It’s time for a balanced approach to understanding home prices
House prices in Canada’s most desirable urban areas remain persistently high, and for years, headlines and government policies have focused almost exclusively on the demand side of the equation. In particular, relatively small pockets of demand (e.g. “non-resident speculators”) have presented a convenient scapegoat in attempts to determine why average income-earners are finding it increasingly difficult to live in Vancouver or Toronto. What such discussions tend to forget, however, is that the price of homes—like the price of anything—is determined by both demand and supply.
The Canada Mortgage and Housing Corporation (CMHC) recently released a lengthy report outlining major drivers of home prices in Canada’s largest metropolitan areas. Rather than focusing primarily on estimating the share of non-residents in housing markets, this report promotes a more balanced view.
On the demand side of the equation, the report mentions the significant impact of historically low interest rates.

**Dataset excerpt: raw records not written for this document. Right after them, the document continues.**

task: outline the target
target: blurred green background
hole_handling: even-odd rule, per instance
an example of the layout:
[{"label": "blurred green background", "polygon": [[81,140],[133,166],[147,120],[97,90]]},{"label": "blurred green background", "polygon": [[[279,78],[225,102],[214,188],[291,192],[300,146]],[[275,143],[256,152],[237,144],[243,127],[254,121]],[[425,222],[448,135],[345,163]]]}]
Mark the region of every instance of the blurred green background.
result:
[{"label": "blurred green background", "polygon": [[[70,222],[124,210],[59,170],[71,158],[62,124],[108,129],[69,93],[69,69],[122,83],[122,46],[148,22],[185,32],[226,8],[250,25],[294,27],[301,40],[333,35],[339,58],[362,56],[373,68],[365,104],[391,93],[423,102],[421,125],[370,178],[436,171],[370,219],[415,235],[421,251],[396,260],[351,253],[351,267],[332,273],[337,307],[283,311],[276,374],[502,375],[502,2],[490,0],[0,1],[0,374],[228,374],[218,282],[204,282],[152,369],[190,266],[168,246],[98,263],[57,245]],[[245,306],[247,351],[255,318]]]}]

Indeed, recent work by the Fraser Institute identifies the amplifying effect of falling interest rates on mortgage borrowing power (the maximum mortgage loan potential homebuyers can qualify for). Between 2000 and 2016, average mortgage interest rates halved, meaning a family making the same monthly mortgage payment could qualify for 53 percent more mortgage. When combined with rising incomes over the same period, average earners saw their borrowing power double in Canada’s four largest metropolitan areas.
Faced with strong housing demand, an inadequate response on the supply side inevitably raises prices. CMHC makes clear that the pace at which new units have come onto the market in Toronto and Vancouver has been inadequate, unlike metro areas like Edmonton and Montreal. Here too, Fraser Institute research from the past four years provides important insights.

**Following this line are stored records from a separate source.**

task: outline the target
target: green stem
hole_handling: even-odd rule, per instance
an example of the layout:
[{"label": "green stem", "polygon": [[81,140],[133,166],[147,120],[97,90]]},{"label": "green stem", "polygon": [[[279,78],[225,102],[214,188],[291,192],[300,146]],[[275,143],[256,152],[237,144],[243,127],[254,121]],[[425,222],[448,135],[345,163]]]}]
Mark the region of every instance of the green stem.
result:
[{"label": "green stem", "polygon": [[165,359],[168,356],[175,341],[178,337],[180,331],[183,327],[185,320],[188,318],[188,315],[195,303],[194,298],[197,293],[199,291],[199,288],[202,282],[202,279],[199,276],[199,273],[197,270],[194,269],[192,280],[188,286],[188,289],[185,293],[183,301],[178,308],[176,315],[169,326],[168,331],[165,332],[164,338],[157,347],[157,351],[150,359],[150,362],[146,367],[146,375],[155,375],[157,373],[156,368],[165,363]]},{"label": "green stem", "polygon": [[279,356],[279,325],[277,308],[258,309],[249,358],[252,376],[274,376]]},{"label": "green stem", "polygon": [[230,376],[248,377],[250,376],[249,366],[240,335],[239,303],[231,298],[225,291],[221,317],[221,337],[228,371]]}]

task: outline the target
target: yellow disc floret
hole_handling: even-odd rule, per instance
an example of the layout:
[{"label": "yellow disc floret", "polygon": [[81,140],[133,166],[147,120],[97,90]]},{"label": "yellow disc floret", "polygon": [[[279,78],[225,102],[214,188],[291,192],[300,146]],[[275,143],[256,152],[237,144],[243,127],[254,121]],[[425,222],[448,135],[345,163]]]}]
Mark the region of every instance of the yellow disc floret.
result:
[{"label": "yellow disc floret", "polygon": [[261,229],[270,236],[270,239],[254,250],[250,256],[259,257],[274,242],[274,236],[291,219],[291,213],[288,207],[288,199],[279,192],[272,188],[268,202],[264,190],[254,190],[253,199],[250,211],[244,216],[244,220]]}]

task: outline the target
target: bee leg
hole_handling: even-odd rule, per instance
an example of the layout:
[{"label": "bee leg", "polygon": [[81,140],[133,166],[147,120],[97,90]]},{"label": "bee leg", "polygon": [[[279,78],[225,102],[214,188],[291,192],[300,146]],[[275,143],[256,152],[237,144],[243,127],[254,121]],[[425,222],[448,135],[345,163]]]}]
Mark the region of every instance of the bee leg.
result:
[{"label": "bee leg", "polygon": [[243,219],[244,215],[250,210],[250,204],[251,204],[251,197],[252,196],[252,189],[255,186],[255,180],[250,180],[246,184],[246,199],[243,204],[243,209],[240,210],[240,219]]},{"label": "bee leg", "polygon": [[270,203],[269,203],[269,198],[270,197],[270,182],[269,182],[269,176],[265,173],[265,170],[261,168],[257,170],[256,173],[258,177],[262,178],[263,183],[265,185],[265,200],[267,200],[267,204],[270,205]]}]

By surveying 273 homebuilders between 2014 and 2016, the Institute developed an index of residential land-use regulation, including measurements of how long it takes to obtain building permits, how much regulatory compliance costs, and the kind of opposition homebuilders face from local councils and community groups. This in turn allowed for closer analysis of the impact of regulation on housing supply. Perhaps unsurprisingly, long and uncertain approval timelines presented the strongest deterrent to new homebuilding.
Indeed, the CMHC evaluated our land-use index data and came to the same conclusion: “The results show statistically significant estimates for the effect of supply constraints as well as CMA dummies on increasing average prices.” In other words, supply constraints are impacting housing prices in Canada’s most expensive housing markets.
There’s still a long way to go before commonplace explanations for high home prices shift away from finger-pointing at subsets of demand, and towards a more balanced discussion about all sides of the price equation. Nevertheless, it’s encouraging to see an agency like CMHC wade into the debate with a more sensible approach. Ultimately, a better-informed discussion on this topic is the first step towards broad housing affordability in Canada’s hottest markets.